BerthavonSuttner

Der Dithmarscher Pastor und Schriftsteller Gustav Frenssen (1863-1945), feierte im Kaiserreich als Vertreter der „Heimatkunst“ literarische Erfolge („Jörn Uhl“ (1901)) und zählte 1912 zu den aussichtsreichsten Kandidaten für den Literaturnobelpreis. Schon früh sind in seinen Aufzeichnungen jedoch radikale Ideen der Eugenik und Euthanasie festzustellen, die er ab Mitte der 1920er Jahre öffentlich kundtat („Möwen und Mäuse“ (1927)). Im Nationalsozialismus als „Vorkämpfer“ gefeiert biederte sich Frenssen den Machthabern an, vergötterte Adolf Hitler und rechtfertigte Krieg und Massenmorde. Im März und April 2014 beschlossen die Städte Heide und Brunsbüttel die Umbenennung der nach Gustav Frenssen benannten Straßen. Dieser Blog dokumentiert und kommentiert Frenssens menschenverachtendes Gedankengut und die öffentliche Diskussion über seine Person.

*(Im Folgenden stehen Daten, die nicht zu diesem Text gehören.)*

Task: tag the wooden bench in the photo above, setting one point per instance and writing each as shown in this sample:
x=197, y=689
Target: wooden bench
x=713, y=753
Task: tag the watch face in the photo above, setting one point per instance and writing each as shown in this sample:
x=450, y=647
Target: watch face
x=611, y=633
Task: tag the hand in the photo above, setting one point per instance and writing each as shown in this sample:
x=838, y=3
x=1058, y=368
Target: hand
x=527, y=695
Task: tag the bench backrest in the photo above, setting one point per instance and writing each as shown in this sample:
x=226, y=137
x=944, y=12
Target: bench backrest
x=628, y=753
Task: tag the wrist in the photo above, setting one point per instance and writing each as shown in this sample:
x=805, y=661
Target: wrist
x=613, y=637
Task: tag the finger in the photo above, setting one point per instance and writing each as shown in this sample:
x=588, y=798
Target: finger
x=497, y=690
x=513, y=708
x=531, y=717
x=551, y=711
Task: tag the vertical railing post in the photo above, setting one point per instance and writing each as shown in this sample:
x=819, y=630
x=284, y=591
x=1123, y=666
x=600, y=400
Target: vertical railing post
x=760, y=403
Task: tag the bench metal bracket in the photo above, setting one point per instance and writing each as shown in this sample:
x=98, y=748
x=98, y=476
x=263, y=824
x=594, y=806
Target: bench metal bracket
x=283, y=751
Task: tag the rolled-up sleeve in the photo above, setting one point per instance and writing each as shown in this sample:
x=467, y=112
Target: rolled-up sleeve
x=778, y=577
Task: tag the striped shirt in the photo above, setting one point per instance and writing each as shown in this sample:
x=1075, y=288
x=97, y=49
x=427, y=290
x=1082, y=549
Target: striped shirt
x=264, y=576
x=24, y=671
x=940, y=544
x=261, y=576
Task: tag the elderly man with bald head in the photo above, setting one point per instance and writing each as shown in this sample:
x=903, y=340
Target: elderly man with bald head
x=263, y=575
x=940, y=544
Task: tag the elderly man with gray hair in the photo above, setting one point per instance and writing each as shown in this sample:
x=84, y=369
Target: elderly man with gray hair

(Bild rechts: Gustav Frenssen - Quelle: Bundesarchiv, Bild 183-S42619 über wikipedia.de)

Samstag, 5. April 2014

Heide: Bauausschuss setzt am Montag neuen Namen fest.

Auf seiner Sitzung am Montag 07.04.2014, um 19 Uhr (im Großen Saal des Bürgerhauses, Neue Anlage 5) wird der Heide Bauausschuss den neuen Namen bestimmen und verkünden, den die Gustav-Frenssen-Straße in Heide künftig tragen wird. Nachdem der Ausschuss einen Monat zuvor (03.03.2014) mit einer Enthaltung einer Umbenennung zugestimmt hatte, ist dies nun der letzte Schritt im Umbenennungsverfahren.

In den letzten Wochen und Monaten gab es viele öffentliche Vorschläge für einen neuen Namen (Thomas-und Heinrich-Mann (Schriftsteller), Sarah-Kirsch (Lyrikerin), Elsa-Peters (plattdeutsche Schriftstellerin), Heinrich-Schultz (Marktmeister)), jedoch keine offiziellen von Seiten der Stadtvertreter, die aus ihren Favoriten teils ein Geheimnis machten. Zuletzt - das scheint sicher - lief es aber daraufhinaus, das eine Frau wird, die wohl auch Schriftstellerin wäre, und somit in das "Dichterviertel" passen würde (so jedenfalls wünschte es sich Bürgermeister Ulf Stecher (CDU)).

Bislang sind Vorschläge, Straßen in Heide nach Opfern des Nationalsozialismus zu benennen weitgehend im Sande verlaufen, bzw. wurden verschoben (Nach der jüdischen Lehrerin Lilly Wolff (1896-1942) soll an der Hamburger Straße eine neu zu bauende Straße benannt werden (Stand: 2009)). Auch Erwin Rehn (1927-2000) wurde in der jüngsten Debatte wieder genannt. Der Heider, der als Schüler 1943 wegen des Entwurfs eines Flugblatts, das zum Widerstand gegen den Nationalsozialismus aufrief ins KZ Mohringen kam, musste nach 1945 unter den gesundheitlichen Folgen der Haft und der Drangsalierung durch die Behörden leiden. 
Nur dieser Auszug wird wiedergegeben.